Current and previous treatment of each subject, including surgery, therapy and in particular botulinum toxin.
Details of the AFO and footwear should be described and include the following: material and thickness used, flexibility and stiffness properties in stance, trim lines, fastenings, stiffeners, hinges, ROM, AAAFO and SVA and the process used to achieve these. The design of footwear, heel type height and pitch addition of rockers and stiffeners and materials used. Critically, there should be a reasoned clinical justification for the individual prescription of the AFO-FC, with details of how the length of gastrocnemius has been accommodated.

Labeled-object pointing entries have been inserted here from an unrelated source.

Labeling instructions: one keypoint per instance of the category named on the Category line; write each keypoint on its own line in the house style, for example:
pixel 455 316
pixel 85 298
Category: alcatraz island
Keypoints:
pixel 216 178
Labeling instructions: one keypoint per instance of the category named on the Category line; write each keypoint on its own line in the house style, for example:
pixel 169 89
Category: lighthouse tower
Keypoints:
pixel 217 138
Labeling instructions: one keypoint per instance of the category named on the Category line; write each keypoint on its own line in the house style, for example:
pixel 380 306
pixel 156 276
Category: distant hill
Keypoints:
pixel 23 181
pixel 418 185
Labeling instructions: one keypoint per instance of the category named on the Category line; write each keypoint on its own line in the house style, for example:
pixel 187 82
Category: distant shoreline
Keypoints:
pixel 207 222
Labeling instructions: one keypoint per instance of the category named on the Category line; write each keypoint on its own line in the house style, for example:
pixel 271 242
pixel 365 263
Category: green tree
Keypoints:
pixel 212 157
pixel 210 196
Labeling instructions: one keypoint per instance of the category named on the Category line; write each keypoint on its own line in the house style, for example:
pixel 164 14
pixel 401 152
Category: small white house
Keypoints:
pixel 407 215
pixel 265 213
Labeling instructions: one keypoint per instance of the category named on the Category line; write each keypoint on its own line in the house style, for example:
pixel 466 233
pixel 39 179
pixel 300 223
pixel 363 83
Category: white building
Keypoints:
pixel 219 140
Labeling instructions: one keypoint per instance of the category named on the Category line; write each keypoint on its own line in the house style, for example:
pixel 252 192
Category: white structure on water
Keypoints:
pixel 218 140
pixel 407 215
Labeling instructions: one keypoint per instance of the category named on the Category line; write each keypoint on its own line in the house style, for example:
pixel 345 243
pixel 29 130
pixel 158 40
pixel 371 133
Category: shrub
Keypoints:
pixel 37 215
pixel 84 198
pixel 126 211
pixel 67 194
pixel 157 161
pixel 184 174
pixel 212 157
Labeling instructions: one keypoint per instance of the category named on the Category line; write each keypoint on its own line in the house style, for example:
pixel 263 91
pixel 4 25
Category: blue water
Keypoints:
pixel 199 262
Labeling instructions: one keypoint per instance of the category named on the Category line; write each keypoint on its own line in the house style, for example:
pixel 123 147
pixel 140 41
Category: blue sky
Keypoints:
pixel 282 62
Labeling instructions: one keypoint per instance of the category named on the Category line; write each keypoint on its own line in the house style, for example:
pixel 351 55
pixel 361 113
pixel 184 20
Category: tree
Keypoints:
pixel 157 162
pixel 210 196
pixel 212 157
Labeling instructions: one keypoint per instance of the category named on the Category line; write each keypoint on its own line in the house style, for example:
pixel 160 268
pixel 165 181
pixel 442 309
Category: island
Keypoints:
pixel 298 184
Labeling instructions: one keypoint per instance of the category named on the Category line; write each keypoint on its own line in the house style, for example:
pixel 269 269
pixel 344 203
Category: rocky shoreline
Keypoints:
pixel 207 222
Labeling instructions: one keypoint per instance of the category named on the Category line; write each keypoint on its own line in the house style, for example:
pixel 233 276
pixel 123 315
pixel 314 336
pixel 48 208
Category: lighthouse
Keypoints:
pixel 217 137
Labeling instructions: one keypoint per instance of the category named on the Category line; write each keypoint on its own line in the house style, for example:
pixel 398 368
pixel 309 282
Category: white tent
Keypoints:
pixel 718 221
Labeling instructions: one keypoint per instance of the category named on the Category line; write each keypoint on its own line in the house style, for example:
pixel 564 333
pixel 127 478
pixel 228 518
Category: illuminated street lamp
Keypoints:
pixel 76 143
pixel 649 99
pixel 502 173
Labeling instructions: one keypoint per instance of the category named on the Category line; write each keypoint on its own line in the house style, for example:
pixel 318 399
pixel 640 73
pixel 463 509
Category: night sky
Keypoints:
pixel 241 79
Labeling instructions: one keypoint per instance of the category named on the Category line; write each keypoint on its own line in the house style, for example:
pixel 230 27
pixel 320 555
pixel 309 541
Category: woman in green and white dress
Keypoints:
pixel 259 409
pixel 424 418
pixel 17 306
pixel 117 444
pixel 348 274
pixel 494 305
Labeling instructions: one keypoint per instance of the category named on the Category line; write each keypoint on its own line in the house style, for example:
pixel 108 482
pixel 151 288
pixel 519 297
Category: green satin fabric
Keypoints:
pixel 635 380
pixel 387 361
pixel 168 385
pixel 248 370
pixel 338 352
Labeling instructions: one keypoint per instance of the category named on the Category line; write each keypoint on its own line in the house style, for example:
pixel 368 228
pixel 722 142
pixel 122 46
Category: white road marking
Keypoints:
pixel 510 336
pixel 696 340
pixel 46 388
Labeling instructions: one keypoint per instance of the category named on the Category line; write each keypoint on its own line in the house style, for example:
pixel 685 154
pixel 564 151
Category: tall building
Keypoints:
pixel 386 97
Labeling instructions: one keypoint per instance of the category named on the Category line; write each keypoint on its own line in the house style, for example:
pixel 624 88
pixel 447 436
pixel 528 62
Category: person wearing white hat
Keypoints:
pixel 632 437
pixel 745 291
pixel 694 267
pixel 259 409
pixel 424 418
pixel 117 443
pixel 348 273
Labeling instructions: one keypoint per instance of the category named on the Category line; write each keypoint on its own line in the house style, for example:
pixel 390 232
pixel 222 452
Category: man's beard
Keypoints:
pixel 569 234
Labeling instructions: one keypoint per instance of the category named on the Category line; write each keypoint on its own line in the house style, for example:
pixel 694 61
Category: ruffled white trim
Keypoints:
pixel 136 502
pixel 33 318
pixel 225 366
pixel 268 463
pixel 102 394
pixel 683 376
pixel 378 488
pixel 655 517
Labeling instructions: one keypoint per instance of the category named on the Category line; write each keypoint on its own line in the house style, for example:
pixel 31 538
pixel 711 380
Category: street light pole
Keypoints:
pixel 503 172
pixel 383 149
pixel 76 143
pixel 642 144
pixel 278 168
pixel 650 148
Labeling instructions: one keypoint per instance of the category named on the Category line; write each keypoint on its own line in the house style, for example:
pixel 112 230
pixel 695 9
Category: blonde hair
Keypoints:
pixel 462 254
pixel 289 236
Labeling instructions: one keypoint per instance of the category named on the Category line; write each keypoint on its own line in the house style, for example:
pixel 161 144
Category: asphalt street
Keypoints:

Studies should give sufficient details on the effects of AFO-FC tuning versus untuned AFO-FCs with the provision of quantitative kinematic and kinetic data. Researchers should be clear on whether tests have been conducted on the same or different days, whether there has been a period of acclimatisation, order of testing and whether subjects have been tested with or without footwear and whether the control group has been tested with or without footwear.
Conclusion
There is emerging evidence that tuning AFO-FCs can significantly improve their effectiveness. However, the paucity of research into AFO-FC tuning, the lack of access to 2D/3D gait analysis for the majority of clinicians, the time and cost required to tune AFO-FCs and the lack of research into the benefits to the patient are major contributing factors as to why AFO-FC tuning is not currently standard practice. Furthermore, the poor design of research studies on AFO-FC tuning and the lack of details provided in such studies prevent a clear conclusion on the effects of AFO-FC tuning on gait, prevents replication of studies and most importantly prevents research being converted into clinical practice.
Footnotes
Funding
This research received no specific grant from any funding agency in the public, commercial, or not-for-profit sectors.